One day you finally knew
what you had to do, and began,
though the voices around you
kept shouting
their bad advice —
though the whole house
began to tremble
and you felt the old tug
at your ankles.
“Mend my life!”
each voice cried.
But you didn’t stop.
You knew what you had to do,
though the wind pried
with its stiff fingers
at the very foundations,
though their melancholy
was terrible.
It was already late
enough, and a wild night,
and the road full of fallen
branches and stones.
But little by little,
as you left their voice behind,
the stars began to burn
through the sheets of clouds,
and there was a new voice
which you slowly
recognized as your own,
that kept you company
as you strode deeper and deeper
into the world,
determined to do
the only thing you could do —
determined to save
the only life that you could save.

– Mary Oliver, The Journey

During the winters of my childhood I devoured the weather reports hoping beyond hope that school would be cancelled by snowfall. With the highest of expectations I stood like a meteorological sentry, watching and waiting for it.
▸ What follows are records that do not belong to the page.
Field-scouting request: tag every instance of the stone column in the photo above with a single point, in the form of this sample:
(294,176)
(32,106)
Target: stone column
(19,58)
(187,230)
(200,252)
As a result, now as an adult there are few things in the natural world I love more than unexpected snowfall. What a pure delight it is when the sky bestows her crystalline grace and surprises me with the wonder of snowflakes, just like she did this morning!

I do realize that what I just wrote doesn’t seem well-paired with the favorite poem from Mary Oliver above. But perhaps, there was a moment not so many years ago where I realized I was the only one in the whole universe who could trust her own life. And it hit me while standing in an unforecasted flurry of bs that truly, after all these years I was the one I’d been waiting for. 

We never can know what might happen next. When opportunity knocks, will you be awake enough, alive enough, and hungry enough to reach out and grab it?